There are many other places where the sights of Roman ruins can be found in Jordan. I have just shared my few favorite ones that I have witnessed so far after living here for a few months. It makes Jordan one of those places that should be on everybody itinerary for world travel, and it surprises me how few people want to make the trip to this little corner of the world.

But if you do make it out here, you will not be disappointed by what you will find. Jordan is a place rich in history and culture. The people are warm and friendly, and not enough people know about its spectacular views making it the prefect vacation destination for those in the know.

St. Regis Hotel – Amman, Jordan

It has been awhile since I have taken a night away from home. Usually, when I have a four day weekend, I take the opportunity to get out and experience the world, but last four day weekend I was stuck at home because I had just adopted a new dog, and it was not fair of me to leave her behind while I went out and had fun.

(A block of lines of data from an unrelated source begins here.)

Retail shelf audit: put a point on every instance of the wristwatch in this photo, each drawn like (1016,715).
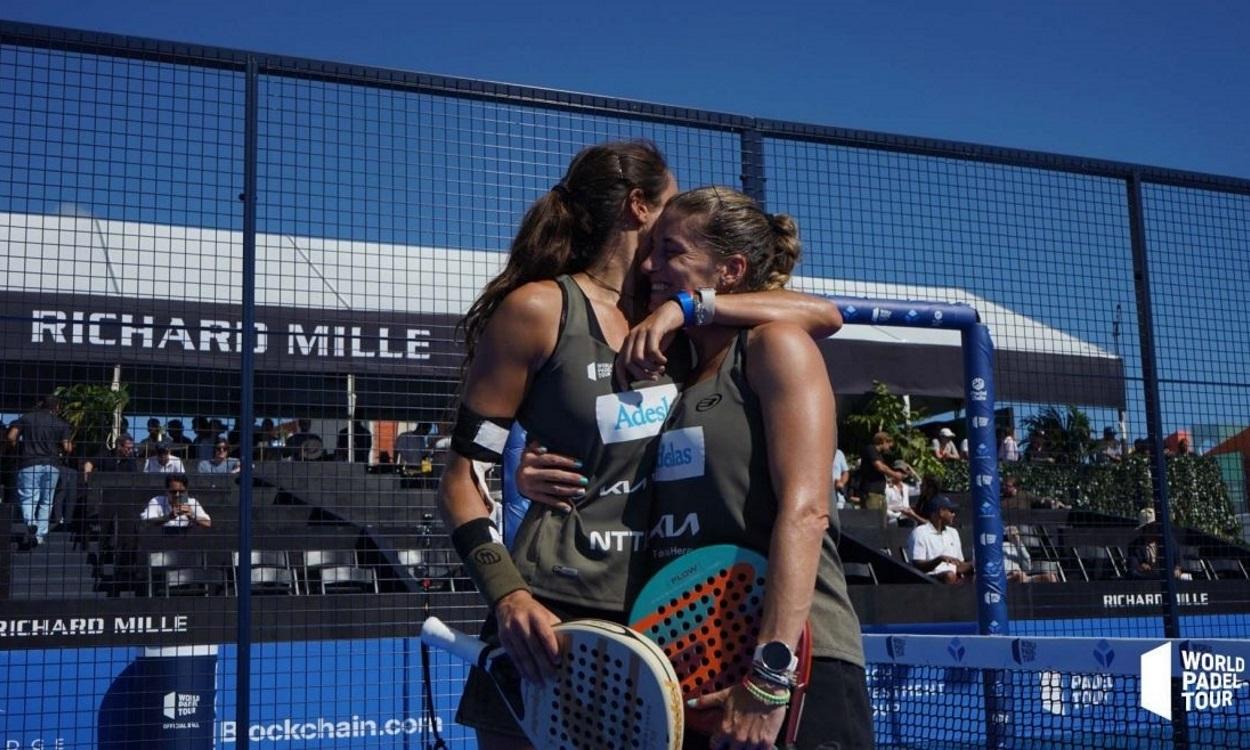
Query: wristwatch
(776,656)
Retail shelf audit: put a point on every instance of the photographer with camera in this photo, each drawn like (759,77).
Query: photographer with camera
(175,509)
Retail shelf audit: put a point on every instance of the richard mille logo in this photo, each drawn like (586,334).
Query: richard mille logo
(708,403)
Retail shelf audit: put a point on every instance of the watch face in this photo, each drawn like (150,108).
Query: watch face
(775,655)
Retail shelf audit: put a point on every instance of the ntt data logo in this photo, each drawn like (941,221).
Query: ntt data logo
(1208,680)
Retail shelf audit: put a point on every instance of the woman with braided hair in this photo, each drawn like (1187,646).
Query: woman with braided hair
(540,348)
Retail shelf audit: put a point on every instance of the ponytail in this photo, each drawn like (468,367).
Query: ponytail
(568,228)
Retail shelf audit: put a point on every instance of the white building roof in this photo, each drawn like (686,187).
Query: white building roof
(81,255)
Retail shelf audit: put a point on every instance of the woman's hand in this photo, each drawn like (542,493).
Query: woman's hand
(550,479)
(526,635)
(641,355)
(746,724)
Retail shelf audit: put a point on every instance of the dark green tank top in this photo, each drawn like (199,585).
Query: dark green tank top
(713,485)
(593,556)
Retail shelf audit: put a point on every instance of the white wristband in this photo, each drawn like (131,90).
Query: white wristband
(705,309)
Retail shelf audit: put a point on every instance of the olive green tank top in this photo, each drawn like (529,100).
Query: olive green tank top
(593,556)
(713,485)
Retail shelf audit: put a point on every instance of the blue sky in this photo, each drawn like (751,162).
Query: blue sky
(1139,80)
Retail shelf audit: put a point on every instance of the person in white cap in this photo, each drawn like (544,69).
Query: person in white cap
(944,445)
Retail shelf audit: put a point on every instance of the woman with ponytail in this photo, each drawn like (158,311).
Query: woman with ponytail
(755,426)
(540,348)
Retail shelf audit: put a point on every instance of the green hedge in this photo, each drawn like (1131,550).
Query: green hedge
(1199,499)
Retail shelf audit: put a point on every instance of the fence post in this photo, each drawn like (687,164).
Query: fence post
(753,165)
(1155,430)
(246,376)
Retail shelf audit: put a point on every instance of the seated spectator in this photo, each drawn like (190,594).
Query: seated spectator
(1016,499)
(123,456)
(221,460)
(268,446)
(305,445)
(148,445)
(363,444)
(1036,449)
(175,509)
(930,486)
(944,445)
(1018,563)
(1008,448)
(874,473)
(179,444)
(935,548)
(898,499)
(164,461)
(1108,449)
(409,448)
(841,478)
(1145,553)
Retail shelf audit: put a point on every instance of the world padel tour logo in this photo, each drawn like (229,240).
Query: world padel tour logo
(1208,680)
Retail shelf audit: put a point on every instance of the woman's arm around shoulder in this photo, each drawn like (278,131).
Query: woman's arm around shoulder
(815,315)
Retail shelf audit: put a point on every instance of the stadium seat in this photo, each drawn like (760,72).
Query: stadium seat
(346,580)
(191,581)
(270,573)
(1048,566)
(161,566)
(273,581)
(1228,569)
(1196,569)
(1096,563)
(316,561)
(435,568)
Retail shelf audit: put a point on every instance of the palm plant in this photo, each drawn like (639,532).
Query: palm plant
(888,413)
(1061,434)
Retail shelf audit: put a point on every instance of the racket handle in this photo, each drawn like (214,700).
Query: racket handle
(461,645)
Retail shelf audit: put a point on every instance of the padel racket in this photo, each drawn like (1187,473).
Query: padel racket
(704,610)
(614,689)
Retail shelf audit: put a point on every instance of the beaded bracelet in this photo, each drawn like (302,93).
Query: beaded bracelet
(781,679)
(764,695)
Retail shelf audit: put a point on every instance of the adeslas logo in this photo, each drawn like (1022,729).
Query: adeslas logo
(681,454)
(640,416)
(671,455)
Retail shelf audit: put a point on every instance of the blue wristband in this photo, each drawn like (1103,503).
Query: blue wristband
(688,305)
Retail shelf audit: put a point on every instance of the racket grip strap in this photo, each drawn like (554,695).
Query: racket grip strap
(486,561)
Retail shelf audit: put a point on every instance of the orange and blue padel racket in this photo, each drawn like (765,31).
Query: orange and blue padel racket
(704,610)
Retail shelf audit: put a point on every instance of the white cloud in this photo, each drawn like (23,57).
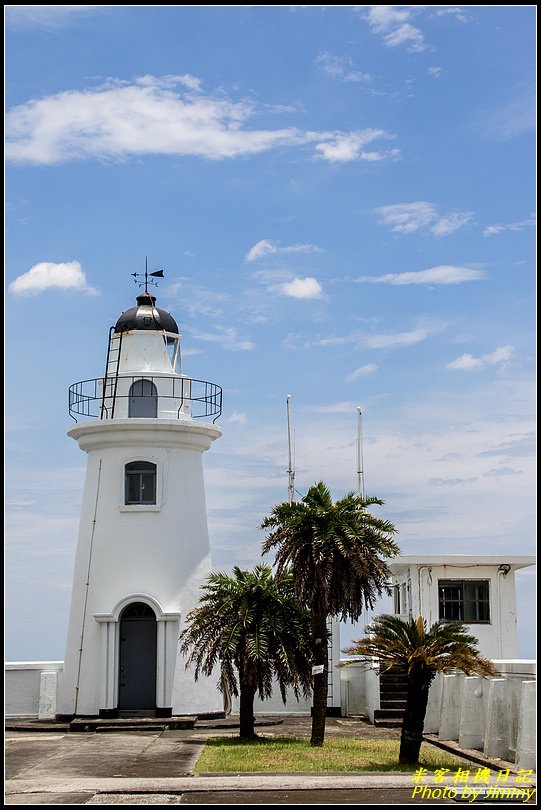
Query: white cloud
(444,274)
(491,230)
(392,339)
(165,115)
(406,34)
(512,117)
(238,418)
(381,340)
(300,288)
(51,18)
(266,247)
(369,368)
(392,22)
(498,472)
(340,67)
(226,336)
(334,407)
(343,147)
(421,216)
(467,362)
(47,275)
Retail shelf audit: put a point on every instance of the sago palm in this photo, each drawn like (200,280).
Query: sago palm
(409,646)
(251,626)
(335,552)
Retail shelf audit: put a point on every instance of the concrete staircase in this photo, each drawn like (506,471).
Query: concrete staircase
(393,691)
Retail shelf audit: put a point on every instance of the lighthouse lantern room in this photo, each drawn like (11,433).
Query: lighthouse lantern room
(143,548)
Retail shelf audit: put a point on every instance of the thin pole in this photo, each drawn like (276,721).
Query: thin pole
(290,471)
(360,462)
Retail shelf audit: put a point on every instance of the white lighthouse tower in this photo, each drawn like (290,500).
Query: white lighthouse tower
(143,549)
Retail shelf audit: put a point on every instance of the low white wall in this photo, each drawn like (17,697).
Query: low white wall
(31,688)
(494,715)
(274,704)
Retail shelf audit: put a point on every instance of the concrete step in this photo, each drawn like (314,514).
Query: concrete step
(397,723)
(95,724)
(387,715)
(385,703)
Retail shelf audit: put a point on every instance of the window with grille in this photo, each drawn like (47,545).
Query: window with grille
(464,600)
(140,483)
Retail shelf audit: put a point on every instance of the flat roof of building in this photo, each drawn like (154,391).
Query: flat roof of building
(466,560)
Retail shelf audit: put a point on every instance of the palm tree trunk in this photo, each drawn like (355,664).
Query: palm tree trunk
(246,711)
(414,718)
(321,682)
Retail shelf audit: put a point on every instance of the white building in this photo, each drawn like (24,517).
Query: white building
(143,548)
(474,589)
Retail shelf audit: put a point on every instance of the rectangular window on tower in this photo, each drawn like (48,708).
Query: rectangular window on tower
(464,600)
(140,483)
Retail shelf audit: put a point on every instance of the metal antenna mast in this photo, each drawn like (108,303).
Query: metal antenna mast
(360,462)
(291,471)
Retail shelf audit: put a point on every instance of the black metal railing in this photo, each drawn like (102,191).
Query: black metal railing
(93,399)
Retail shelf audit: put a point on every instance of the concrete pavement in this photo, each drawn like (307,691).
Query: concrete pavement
(142,767)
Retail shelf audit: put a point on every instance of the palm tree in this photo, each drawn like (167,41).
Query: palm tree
(252,625)
(408,645)
(334,551)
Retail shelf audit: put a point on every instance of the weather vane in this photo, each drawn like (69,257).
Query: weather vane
(146,282)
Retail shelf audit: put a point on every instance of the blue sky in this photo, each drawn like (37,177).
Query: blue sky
(342,200)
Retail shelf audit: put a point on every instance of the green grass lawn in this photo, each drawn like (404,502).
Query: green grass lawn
(287,755)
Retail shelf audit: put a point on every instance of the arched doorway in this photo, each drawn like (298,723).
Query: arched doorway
(143,401)
(137,658)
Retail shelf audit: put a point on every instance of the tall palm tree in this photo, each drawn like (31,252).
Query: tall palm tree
(335,551)
(253,627)
(422,653)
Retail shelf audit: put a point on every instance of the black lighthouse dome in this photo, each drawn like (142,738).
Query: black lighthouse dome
(146,316)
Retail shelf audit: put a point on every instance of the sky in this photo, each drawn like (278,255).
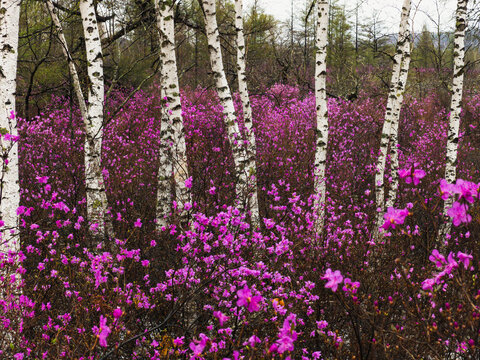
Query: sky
(388,11)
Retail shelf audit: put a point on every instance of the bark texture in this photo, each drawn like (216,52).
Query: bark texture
(455,104)
(391,112)
(401,85)
(96,196)
(10,191)
(251,167)
(240,156)
(321,109)
(173,159)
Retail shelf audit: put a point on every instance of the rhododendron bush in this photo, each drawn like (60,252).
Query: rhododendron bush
(212,287)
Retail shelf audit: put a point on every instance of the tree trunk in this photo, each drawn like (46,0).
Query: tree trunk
(390,112)
(230,120)
(173,160)
(455,105)
(322,109)
(251,167)
(96,196)
(10,191)
(401,85)
(71,65)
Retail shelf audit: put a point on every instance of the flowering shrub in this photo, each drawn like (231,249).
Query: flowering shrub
(215,287)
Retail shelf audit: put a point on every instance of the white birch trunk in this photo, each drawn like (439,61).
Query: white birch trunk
(389,113)
(401,85)
(455,105)
(96,196)
(322,109)
(173,157)
(10,190)
(71,65)
(251,167)
(215,52)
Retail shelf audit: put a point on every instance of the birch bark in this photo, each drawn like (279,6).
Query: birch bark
(10,191)
(455,104)
(390,112)
(251,167)
(173,158)
(321,109)
(96,196)
(215,53)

This did not mean that I did not itch to get out, and my friends had been telling me about this wonderful restaurant at the top of the St. Regis Hotel on the fifth circle in Amman. I was excited to try it out, so on a weekend when I could find a dog sitter that Zoey would be comfortable with, I booked a room in the hotel and got a reservation at Zenith, the rooftop restaurant that was the talk of the break room.

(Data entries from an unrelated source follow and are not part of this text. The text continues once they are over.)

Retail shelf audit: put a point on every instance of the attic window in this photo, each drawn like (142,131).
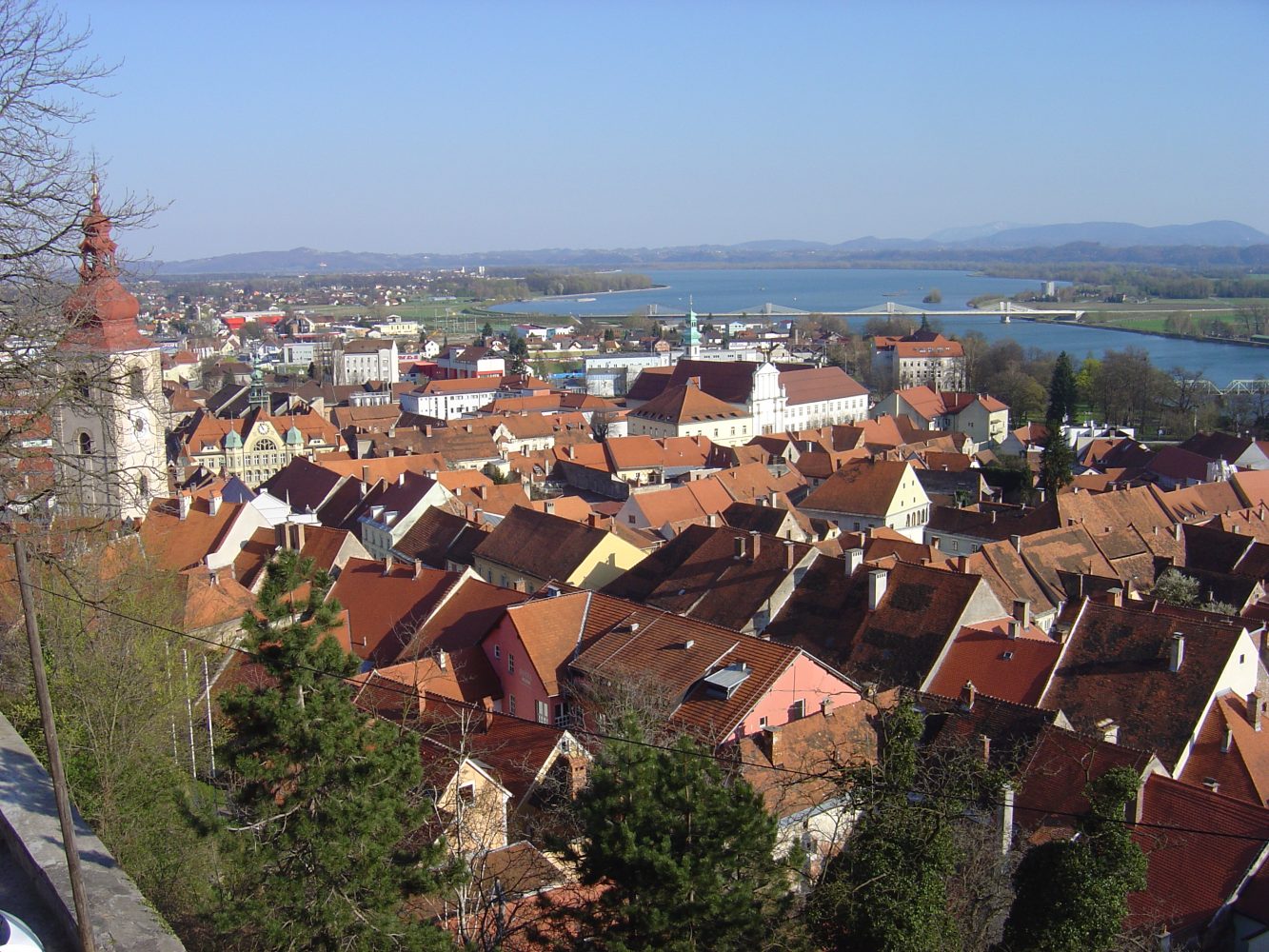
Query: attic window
(724,682)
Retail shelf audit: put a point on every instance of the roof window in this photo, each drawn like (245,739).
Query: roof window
(724,682)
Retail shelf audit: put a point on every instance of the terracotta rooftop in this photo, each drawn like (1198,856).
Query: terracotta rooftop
(863,487)
(685,404)
(1231,752)
(1116,664)
(1193,875)
(540,545)
(175,544)
(385,609)
(698,574)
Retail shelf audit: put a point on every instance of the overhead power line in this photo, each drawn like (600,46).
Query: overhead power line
(415,695)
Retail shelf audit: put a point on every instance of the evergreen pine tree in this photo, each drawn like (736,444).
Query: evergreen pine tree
(684,855)
(1063,395)
(1071,895)
(319,852)
(1056,461)
(887,890)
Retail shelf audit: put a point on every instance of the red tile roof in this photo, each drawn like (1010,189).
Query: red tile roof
(1013,669)
(386,609)
(1193,874)
(1116,664)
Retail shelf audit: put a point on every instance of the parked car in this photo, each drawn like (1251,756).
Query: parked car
(15,936)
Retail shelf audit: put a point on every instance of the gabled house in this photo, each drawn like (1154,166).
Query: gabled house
(1150,672)
(713,684)
(385,604)
(529,548)
(726,577)
(887,626)
(871,494)
(389,509)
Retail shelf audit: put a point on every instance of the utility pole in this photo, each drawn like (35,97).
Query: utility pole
(54,754)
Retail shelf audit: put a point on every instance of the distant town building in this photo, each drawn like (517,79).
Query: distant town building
(109,428)
(256,446)
(777,398)
(468,362)
(365,361)
(922,358)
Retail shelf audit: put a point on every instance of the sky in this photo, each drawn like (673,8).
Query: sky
(462,128)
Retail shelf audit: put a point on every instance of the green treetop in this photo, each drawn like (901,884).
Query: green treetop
(1056,461)
(685,856)
(1071,895)
(1063,395)
(887,890)
(316,856)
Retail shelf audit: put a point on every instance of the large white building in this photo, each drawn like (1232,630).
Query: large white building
(108,430)
(365,361)
(777,398)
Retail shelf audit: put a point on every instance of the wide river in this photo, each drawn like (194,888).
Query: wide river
(736,289)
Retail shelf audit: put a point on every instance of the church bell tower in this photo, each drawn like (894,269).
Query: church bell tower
(108,425)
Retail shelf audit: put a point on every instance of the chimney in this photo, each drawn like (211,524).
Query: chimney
(1109,730)
(967,695)
(854,559)
(1021,611)
(877,579)
(1005,814)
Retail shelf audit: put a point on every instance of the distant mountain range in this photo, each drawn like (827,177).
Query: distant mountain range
(997,242)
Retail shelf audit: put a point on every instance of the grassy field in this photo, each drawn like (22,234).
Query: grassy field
(449,316)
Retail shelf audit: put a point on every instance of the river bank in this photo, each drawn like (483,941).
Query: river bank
(1165,334)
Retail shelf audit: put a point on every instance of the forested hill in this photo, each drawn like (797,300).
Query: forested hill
(1204,246)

It is a beautiful hotel nestled on the edge of downtown Amman. When we first arrived at our room, the attendant that was showing us around, opened up the blinds to our room, and said, “Welcome to the Concrete Jungle.” It is hard to argue with him when you look out over the city and see the brown building all over the place, but at the same, that is part of the charm of this city. It is also nice to have this bird’s eye view of Amman. Most of the buildings do not go over the five story limit, so when I get to see the city from the sixteenth floor, it really highlights the continuity of its design.

Besides the view, the room was already comfortable. I have spending a lot of nights on Asian style beds, and they like to sleep on firm beds. I have grown accustomed to this, and in fact, enjoy it, but the beds at the St. Regis were fluffy and soft. I sunk right into the bed and instantly fell asleep. I don’t think that my back could handle sleeping on something so soft all of the time, but for a night or two, it was heavenly.

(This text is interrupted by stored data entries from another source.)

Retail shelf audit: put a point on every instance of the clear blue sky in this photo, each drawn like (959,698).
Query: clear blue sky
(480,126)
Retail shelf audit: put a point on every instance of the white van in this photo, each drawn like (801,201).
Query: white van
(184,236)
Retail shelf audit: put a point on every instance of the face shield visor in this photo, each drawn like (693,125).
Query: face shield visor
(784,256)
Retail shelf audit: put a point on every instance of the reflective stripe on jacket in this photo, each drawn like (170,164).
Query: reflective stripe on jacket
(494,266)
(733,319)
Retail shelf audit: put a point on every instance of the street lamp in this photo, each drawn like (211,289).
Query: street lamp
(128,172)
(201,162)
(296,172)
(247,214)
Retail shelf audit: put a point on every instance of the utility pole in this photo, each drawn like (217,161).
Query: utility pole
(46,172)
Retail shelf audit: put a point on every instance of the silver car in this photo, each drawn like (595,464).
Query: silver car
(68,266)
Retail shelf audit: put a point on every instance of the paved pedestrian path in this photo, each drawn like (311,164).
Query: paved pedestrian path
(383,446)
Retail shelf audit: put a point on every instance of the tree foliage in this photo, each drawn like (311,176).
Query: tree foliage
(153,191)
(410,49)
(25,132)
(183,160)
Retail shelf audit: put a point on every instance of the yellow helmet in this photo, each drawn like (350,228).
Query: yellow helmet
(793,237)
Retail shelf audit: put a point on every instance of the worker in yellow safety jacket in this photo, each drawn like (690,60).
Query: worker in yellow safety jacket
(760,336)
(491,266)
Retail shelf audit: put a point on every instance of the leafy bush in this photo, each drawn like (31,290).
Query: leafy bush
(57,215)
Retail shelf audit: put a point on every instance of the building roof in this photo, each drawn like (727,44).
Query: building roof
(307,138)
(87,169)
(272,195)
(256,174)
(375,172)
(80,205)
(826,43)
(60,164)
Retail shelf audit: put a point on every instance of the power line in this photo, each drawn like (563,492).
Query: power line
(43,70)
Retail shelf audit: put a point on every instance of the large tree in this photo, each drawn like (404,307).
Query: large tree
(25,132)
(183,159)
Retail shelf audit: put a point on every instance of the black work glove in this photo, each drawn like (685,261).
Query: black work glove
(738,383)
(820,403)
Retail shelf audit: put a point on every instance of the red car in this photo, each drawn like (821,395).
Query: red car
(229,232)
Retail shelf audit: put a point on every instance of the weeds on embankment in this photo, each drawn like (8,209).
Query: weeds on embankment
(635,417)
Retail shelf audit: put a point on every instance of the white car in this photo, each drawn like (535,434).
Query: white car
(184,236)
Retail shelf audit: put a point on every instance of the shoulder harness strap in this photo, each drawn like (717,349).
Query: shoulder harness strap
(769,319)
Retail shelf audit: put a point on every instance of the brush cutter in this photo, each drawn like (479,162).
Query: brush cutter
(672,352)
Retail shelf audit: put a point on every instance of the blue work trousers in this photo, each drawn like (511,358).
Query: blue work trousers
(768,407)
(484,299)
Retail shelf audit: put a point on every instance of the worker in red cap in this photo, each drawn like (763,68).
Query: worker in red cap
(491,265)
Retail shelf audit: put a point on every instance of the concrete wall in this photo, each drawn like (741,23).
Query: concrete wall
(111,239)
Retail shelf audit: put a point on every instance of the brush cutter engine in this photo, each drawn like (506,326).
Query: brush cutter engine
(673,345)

But the real reason that we decided to stay at the St. Regis hotel for a night was the restaurant on the roof, Zenith. This is a fancy spot with the same incredible views that we were able to see from our hotel room. It serves American inspired cuisine with many dishes that come from other parts of the world, but have that twist from the States. We started off with some poke, and then moved on to ceviche and a hearty steak with Roquefort sauce on top of it. I wish I had taken some pictures of it, but I had starved myself during the day in anticipation of this meal, and when it finally arrived, it couldn’t help by digging in. When I remembered to take a picture of the food, it was more than half way gone. The point being, it was that good, and though pricey, it was definitely worth what we had paid for it.

What I did take pictures of was the drinks. These were just as fancy as the food, and Zenith boasts a cocktail menu with a variety of drinks, none of which disappointed. They also come in fun mugs or glasses which makes the experience even more memorable. Despite the drinks being good here, I would say that the bar on the ground level made the best cocktail of the evening with a cognac old fashion. It would be a good place to start before going upstairs for the bigger event at Zenith.

The best part of the evening was being able to leisurely make our way back to our room after a hearty dinner. There waiting for us was a big bathtub and a comfy bed. It was a nice way to spend a weekend night. I don’t know if I will head back to stay another night at the hotel, but considering the St. Regis is so close to my home in Amman, I will be back for a dinner at Zenith. It has easily made the mark as my favorite restaurant in Amman so far.